Wes Pate

Profile
- Position: Quarterback

Personal information
- Born: March 24, 1979 (age 47) Longview, Texas, U.S.
- Listed height: 6 ft 2 in (1.88 m)
- Listed weight: 228 lb (103 kg)

Career information
- High school: Arp (Arp, Texas)
- College: Louisiana Tech (1997–1998) Stephen F. Austin (1999–2001)
- NFL draft: 2002: 7th round, 236th overall pick

Career history
- Baltimore Ravens (2002)*; Chicago Rush (2003)*; Seattle Seahawks (2003); → Frankfurt Galaxy (2003); Chicago Rush (2004)*;
- * Offseason or practice squad member only

Awards and highlights
- SFL Offensive Player of the Year (2001); 3× Second-team All-SFL (1999–2001);

= Wes Pate =

American football player (born 1979)

John Wesley Pate (born March 24, 1979) is an American former football quarterback. He played college football for the Louisiana Tech Bulldogs and Stephen F. Austin Lumberjacks. He was selected by the Baltimore Ravens in the seventh round of the 2002 NFL draft.

==Early life==
John Wesley Pate was born on March 24, 1979, in Longview, Texas. He played high school football at Arp High School in Arp, Texas, finishing with career totals of 5,150 yards and 48 touchdowns. He earned all-state honors as a senior.

==College career==
Pate first played college football for the Louisiana Tech Bulldogs of Louisiana Tech University. He was redshirted in 1997. He played in ten games in 1998 as the co-backup (with Brian Stallworth) to starter Tim Rattay, completing 12 of 26 passes for 149 yards, two touchdowns, and one interception. Pate also spent some time on the kickoff return team.

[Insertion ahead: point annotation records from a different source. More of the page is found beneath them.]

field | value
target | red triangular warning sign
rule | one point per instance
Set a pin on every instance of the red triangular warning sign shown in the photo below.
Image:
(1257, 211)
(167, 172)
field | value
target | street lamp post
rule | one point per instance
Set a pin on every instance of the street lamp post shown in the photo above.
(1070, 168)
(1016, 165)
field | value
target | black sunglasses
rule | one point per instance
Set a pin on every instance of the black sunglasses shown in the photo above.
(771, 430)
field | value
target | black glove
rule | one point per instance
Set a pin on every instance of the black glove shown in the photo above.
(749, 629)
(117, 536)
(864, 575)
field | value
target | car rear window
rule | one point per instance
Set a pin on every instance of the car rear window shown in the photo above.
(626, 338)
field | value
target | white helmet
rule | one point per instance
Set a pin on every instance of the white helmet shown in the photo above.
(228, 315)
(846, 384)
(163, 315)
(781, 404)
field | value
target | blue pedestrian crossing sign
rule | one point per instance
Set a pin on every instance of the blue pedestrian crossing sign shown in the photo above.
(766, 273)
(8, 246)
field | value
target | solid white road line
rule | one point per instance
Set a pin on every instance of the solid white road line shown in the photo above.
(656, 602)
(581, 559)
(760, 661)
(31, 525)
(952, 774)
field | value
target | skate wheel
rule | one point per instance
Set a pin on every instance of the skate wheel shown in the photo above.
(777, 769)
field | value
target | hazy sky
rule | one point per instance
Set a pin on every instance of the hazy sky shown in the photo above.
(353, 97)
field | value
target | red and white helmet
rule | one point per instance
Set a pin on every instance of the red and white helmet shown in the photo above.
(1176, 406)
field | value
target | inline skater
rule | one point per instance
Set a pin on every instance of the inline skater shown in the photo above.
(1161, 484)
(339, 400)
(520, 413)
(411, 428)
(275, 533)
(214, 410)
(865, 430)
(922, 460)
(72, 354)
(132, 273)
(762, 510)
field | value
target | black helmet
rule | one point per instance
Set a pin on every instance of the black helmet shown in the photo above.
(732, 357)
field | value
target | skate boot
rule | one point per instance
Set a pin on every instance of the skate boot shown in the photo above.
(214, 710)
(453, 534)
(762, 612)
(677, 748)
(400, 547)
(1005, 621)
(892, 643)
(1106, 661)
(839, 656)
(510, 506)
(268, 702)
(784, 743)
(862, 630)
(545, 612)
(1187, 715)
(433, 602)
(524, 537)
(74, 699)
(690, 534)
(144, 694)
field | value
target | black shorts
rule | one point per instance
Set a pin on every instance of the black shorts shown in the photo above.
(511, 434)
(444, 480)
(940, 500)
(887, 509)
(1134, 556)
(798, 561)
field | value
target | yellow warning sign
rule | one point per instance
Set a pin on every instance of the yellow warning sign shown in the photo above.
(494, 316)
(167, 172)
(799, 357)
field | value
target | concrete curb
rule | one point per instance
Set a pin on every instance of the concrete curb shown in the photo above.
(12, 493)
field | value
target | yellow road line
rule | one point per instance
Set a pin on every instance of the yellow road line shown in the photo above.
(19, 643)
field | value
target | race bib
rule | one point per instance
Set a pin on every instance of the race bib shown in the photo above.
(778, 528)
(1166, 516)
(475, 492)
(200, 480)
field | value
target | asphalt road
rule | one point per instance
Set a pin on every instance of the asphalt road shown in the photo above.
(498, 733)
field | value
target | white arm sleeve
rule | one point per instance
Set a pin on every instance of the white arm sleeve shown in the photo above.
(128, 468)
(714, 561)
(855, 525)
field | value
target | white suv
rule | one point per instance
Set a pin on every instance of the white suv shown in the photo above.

In 1999, with Rattay returning for another year, Pate transferred to Stephen F. Austin State University to receive more playing time. Pate was a three-year starter for the Stephen F. Austin Lumberjacks from 1999 to 2001, garnering second-team All-Southland Football League (SFL) recognition each season. He completed 197 of 333 passes (59.2%) for 2,626 yards, 19 touchdowns, and eight interceptions his senior year, garnering SFL Offensive Player of the Year recognition. He threw for 6,058 yards and 49 touchdowns overall as a Lumberjack.

==Professional career==
Pate was selected by the Baltimore Ravens in the seventh round, with the 236th overall pick, of the 2003 NFL draft. He officially signed with the team on July 24. He was released on August 30 before the start of the 2002 NFL season, and signed to the team's practice squad on September 3. Pate was later released by the Ravens.

On November 19, 2002, Pate signed with the Chicago Rush of the Arena Football League (AFL) for the 2003 AFL season. He signed with the Seattle Seahawks on January 10, 2003. He was allocated to NFL Europe to play for the Frankfurt Galaxy. However, he suffered an injury and never played in NFL Europe. Pate was later placed on the reserve/non-football injury list. He was released by the Seahawks on December 17, 2003. Pate was activated by the Chicago Rush on January 5, 2004, a month before the start of the 2004 AFL season. He was waived by Chicago on January 16, 2004.